Understanding Non-registered Investment Accounts
When building a strong investment strategy, it’s important to look beyond just registered accounts like TFSAs and RRSPs.
Non-registered accounts can play a key role, especially for those who have already maximized their registered contributions or are seeking greater investment flexibility. While these accounts don't offer the same tax-sheltering benefits, they do provide unique advantages that can complement your overall financial plan.
What is a non-registered account?
A non-registered account is a taxable investment account that doesn’t have the contribution limits, withdrawal restrictions, or tax-deferred benefits of a registered account. You can open one as an individual or jointly with someone else. They are often used to invest surplus cash once registered accounts have been fully maxed.
Key features of non-registered accounts
No contribution limits
Invest any amount, at any time. There are no caps on how much you can contribute. Withdrawals can be requested as needed.
Multiple investment options
Hold a wide range of assets including stocks, bonds, mutual funds, ETFs, GICs, and even alternative investments like crypto or private equity (depending on the platform used).
There are no tax deferrals or deductions
Unlike RRSPs, contributions are made with after-tax dollars and are not tax-deductible.
Taxable investment income
Income earned within a non-registered account is taxable in the year it is earned. Here’s how different types of investment income are treated:
-Interest Income is fully taxable at your marginal tax rate.
-Eligible dividends benefit from the dividend tax credit, reducing the amount of tax owed.

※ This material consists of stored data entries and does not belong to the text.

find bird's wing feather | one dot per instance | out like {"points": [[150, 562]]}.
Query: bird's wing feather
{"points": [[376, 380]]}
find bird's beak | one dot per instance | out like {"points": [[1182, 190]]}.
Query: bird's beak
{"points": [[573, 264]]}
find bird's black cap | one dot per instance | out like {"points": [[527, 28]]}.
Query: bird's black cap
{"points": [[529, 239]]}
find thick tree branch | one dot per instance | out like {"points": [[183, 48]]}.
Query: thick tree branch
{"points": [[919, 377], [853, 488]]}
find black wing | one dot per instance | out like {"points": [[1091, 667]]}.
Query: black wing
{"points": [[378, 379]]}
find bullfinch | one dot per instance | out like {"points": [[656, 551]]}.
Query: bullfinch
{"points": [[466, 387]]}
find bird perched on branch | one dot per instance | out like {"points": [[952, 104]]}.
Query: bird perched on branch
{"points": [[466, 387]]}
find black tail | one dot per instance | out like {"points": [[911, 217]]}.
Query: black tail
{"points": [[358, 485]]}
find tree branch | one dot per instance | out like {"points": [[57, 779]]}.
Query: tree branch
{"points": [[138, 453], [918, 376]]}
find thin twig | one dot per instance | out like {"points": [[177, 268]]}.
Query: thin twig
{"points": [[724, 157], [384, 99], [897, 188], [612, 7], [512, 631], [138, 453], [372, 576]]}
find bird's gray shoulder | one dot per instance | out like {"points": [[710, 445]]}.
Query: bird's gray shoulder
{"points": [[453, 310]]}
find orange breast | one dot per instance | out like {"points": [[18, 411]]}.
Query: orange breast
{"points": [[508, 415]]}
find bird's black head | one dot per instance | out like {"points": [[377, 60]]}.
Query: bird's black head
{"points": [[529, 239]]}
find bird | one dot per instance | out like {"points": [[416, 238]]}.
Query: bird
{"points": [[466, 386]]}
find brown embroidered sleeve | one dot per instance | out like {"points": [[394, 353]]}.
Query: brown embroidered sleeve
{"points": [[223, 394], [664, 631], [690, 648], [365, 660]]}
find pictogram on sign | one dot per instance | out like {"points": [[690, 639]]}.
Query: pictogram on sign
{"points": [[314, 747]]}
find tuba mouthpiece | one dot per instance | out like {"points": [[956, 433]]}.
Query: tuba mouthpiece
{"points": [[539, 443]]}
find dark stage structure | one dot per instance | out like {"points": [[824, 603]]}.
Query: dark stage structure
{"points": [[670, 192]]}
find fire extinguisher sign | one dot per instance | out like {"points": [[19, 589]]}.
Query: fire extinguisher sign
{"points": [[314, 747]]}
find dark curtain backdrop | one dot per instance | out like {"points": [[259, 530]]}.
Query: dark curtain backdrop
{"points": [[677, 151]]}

-Capital gains are taxable at a rate of 50% and apply when you sell an investment for more than you paid.
-Capital losses can be used to offset capital gains in the current year or carried forward/backward to reduce taxes.
Note: we will be covering capital gains and losses in more detail in a future post, including strategies on how to manage them effectively.
When could a non-registered account make sense?
-You've maxed out your TFSA and RRSP contributions.
-You want unrestricted access to your money.
-You prefer more investment flexibility and choice.
-You're saving for medium- to long-term goals without needing the tax sheltering of registered accounts.
-You’re working with a financial advisor to manage taxes strategically.
Tax planning is key
Because non-registered accounts generate taxable income, thoughtful investment selection and tax planning are essential. Holding tax-efficient investments and strategically realizing capital gains or losses can make a big difference in your after-tax returns.
Not sure how to get started? We can help
Non-registered accounts are a powerful tool for building wealth beyond the limits of tax-advantaged accounts, but they also come with tax considerations that shouldn't be overlooked. If you’re unsure how to incorporate a non-registered account into your investment plan or want to review your current strategy, contact us. We can help you build a plan that supports your goals, tax-efficiently and confidently.
TL;DR:
A non-registered investment account offers unlimited contributions, no withdrawal restrictions, and access to a wide range of investments, but all income is taxable. There are no tax deductions or deferrals, so it’s best used once you’ve maxed out your registered accounts or require maximum flexibility. Talk to a financial advisor to manage tax implications and investment strategy.